A policy statement on permitted hemp uses issued last week by the Illinois Department of Agriculture limits cannabis licensees from producing delta-8 or delta-9 from hemp oil, although attorneys and state trade associations have questions about the legal enforceability of the state’s policy.
“I don’t know where the authority to make that policy is coming from, because it’s not coming from the statute or in existing rules,” said attorney Bryna Dahlin from law firm Benesch. “I think this is a business decision craft growers are going to have to make. Do they want to defy the Department of Agriculture and litigate this issue?”
“It’s confusing, it needs more clarification,” said Scott Redman, executive director of the Illinois Independent Craft Growers Association. “To the extent they are doing something more restrictive than the act permits, under what authority are they doing that?”
[Read the 2020 Illinois hemp policy. Read the 2022 Illinois hemp policy.]
The March 3 “Policy Regarding Hemp and Hemp Derivatives” issued by the Department, applies to licensed craft growers, cultivators, and infusers. It is a restatement of a similar policy issued in 2020, although the new version includes a directive that, “Hemp and hemp derivatives may not be used to concentrate or to synthesize intoxicating compounds including but not limited to delta-9 tetrahydrocannabinol, delta-8 tetrahydrocannabinol or THC-O.”
A recent report by Grown In found that in Michigan, underground processors have been converting much cheaper hemp oil into THC oil, and then sneaking it past seed-to-sale tracking systems into the legal market. This problem has become so pervasive in Michigan, that state regulators are considering rules to simply legalize the process and regulate it.
In contrast, it appears that in Illinois, regulators are attempting to ban the process outright – although with a process that has dubious legal standing.

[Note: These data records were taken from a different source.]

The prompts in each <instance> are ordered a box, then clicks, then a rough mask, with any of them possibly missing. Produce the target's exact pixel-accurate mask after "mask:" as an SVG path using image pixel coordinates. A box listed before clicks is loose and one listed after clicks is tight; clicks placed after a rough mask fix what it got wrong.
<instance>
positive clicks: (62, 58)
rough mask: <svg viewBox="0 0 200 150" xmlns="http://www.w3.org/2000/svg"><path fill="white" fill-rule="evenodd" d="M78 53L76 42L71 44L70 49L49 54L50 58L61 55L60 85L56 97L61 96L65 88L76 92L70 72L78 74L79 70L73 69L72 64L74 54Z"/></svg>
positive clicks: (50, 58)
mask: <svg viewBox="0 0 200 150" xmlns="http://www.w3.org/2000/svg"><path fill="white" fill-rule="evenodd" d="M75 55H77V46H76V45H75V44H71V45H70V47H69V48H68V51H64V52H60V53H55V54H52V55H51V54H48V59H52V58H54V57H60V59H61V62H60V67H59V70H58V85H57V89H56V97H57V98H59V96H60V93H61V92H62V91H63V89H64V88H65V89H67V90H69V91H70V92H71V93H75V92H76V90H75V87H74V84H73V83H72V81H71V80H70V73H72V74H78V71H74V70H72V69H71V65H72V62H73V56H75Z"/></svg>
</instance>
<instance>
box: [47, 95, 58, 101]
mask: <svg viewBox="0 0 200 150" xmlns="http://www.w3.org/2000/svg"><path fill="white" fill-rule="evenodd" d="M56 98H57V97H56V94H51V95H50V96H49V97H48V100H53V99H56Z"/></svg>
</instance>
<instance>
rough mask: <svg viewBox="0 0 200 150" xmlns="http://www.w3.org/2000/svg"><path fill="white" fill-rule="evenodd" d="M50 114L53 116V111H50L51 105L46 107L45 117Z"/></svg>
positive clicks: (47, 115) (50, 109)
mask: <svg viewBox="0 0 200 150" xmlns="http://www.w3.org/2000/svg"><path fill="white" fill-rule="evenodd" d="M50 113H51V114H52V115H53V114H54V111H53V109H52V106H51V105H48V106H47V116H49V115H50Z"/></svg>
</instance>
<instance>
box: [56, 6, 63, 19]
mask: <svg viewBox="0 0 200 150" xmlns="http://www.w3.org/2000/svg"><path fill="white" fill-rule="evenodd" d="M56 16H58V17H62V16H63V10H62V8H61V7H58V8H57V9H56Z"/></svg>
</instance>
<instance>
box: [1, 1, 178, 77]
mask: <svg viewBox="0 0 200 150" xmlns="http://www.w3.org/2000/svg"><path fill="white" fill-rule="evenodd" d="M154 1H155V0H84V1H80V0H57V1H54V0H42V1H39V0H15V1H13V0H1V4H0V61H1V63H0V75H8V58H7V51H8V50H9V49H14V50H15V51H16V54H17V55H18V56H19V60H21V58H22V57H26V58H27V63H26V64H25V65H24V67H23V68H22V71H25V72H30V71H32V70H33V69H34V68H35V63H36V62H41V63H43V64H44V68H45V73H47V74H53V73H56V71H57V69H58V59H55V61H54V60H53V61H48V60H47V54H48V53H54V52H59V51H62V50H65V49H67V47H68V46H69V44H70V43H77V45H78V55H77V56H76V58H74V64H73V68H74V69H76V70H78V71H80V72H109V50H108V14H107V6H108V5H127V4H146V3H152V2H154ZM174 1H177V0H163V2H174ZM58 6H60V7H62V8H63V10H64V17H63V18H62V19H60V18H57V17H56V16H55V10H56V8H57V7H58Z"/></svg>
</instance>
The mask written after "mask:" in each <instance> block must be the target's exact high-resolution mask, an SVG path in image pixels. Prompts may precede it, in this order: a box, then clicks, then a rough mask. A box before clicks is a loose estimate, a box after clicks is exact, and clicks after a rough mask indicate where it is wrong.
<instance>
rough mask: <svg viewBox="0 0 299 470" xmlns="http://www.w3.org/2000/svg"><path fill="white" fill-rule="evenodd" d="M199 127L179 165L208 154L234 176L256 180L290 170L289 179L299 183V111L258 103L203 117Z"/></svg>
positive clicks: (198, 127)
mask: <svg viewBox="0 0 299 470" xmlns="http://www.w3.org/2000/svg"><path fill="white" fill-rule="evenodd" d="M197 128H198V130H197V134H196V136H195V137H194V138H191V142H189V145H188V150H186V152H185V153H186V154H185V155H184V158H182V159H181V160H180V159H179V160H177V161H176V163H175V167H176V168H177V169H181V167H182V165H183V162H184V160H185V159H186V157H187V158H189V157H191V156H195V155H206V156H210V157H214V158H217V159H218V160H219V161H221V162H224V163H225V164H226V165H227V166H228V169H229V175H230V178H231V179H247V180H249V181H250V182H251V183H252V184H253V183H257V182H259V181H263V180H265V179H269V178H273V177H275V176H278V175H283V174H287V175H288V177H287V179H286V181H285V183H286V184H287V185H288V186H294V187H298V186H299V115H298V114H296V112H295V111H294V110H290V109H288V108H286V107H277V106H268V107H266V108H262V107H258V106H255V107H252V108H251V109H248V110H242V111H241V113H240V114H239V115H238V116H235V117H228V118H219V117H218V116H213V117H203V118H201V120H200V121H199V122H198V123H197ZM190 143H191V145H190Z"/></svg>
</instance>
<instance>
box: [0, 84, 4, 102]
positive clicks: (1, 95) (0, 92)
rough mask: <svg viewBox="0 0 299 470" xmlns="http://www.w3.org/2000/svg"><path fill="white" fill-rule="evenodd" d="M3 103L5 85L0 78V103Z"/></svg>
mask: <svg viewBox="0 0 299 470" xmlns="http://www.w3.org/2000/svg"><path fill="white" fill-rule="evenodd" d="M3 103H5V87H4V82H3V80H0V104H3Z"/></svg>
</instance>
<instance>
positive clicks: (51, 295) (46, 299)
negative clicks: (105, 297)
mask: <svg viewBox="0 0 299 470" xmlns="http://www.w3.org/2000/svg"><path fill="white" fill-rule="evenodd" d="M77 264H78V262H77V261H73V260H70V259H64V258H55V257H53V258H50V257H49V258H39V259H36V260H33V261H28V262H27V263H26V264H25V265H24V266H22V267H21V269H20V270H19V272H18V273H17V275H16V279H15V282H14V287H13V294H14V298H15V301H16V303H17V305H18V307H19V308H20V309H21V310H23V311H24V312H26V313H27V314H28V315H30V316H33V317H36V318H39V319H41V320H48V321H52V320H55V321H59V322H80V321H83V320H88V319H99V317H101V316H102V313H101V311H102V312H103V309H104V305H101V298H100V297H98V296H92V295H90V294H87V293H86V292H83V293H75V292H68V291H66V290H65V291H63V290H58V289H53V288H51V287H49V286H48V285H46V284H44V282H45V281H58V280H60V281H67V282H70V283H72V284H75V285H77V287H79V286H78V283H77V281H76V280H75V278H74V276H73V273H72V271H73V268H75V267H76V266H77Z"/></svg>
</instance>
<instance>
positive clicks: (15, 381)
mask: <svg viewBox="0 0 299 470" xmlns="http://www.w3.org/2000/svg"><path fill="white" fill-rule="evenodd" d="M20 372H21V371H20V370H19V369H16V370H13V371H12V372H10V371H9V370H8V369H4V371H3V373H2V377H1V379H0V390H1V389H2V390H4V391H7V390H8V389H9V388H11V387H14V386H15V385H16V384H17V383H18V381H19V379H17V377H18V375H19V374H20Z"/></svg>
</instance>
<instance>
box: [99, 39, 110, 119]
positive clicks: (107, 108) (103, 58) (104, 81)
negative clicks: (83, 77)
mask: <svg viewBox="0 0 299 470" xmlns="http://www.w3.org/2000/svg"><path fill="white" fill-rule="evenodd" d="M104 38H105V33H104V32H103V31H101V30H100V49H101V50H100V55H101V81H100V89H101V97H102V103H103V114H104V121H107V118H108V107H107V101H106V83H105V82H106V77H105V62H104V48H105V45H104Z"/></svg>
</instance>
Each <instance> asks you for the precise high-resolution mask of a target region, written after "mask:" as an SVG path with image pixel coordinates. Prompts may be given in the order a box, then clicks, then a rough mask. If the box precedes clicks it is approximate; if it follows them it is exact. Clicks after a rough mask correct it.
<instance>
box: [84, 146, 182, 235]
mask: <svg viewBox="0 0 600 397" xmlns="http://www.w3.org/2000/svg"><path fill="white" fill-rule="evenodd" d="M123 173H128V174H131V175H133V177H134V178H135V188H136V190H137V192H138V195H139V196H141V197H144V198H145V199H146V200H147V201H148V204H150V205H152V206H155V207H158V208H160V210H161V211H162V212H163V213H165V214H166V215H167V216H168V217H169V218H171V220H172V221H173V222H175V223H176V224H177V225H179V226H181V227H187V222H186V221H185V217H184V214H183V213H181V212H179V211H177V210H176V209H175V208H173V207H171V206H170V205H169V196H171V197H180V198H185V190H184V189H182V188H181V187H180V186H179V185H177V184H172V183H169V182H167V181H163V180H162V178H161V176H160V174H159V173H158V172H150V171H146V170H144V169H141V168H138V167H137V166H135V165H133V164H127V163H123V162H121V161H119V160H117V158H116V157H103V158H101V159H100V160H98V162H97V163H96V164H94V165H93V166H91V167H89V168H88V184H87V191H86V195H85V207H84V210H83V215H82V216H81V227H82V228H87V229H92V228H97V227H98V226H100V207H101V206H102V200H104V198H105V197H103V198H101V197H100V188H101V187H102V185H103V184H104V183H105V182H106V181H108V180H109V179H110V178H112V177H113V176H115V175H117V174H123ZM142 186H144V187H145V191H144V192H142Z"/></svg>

“It’s a policy that by all accounts is not being enforced,” said attorney David Standa from Greenspoon Marder. “And I get it. The Department of Agriculture has limited resources. They can’t be out there cracking down on every single entity that has hemp. My belief right now is that the science is moving too fast for the regulators.”
The Midwest Hemp Coalition has been attempting to talk with the Department of Agriculture about this policy and others for months, says organization co-founder, Kalee Hooghkirk.
Although this policy bans cannabis licensees from producing delta-8, Department policy on what is allowed for hemp processors to do with delta-8 remains largely silent, says Midwest Hemp Coalition’s co-founder, Kalee Hooghkirk. But the policy has a September 31 sunset, before hemp growers, who might sell their products to cannabis dispensaries, would harvest their crops.
“The majority of hemp harvest will be after September in October. I’m not sure who this policy is meant to benefit if it’s not benefiting farmers after their harvests,” said Hooghkirk who also doubts the policy’s enforceability.
“Our group has had a very hard time contacting [Cannabis Division Director] David Lakeman. It’s been difficult to get a hold of the Department and for our members to get a hold of the Department,” said Hooghkirk. “What is the likelihood that they are going to be able to enforce this if they can’t field phone calls?”
The Illinois Department of Agriculture did not respond to a request for comment by publication.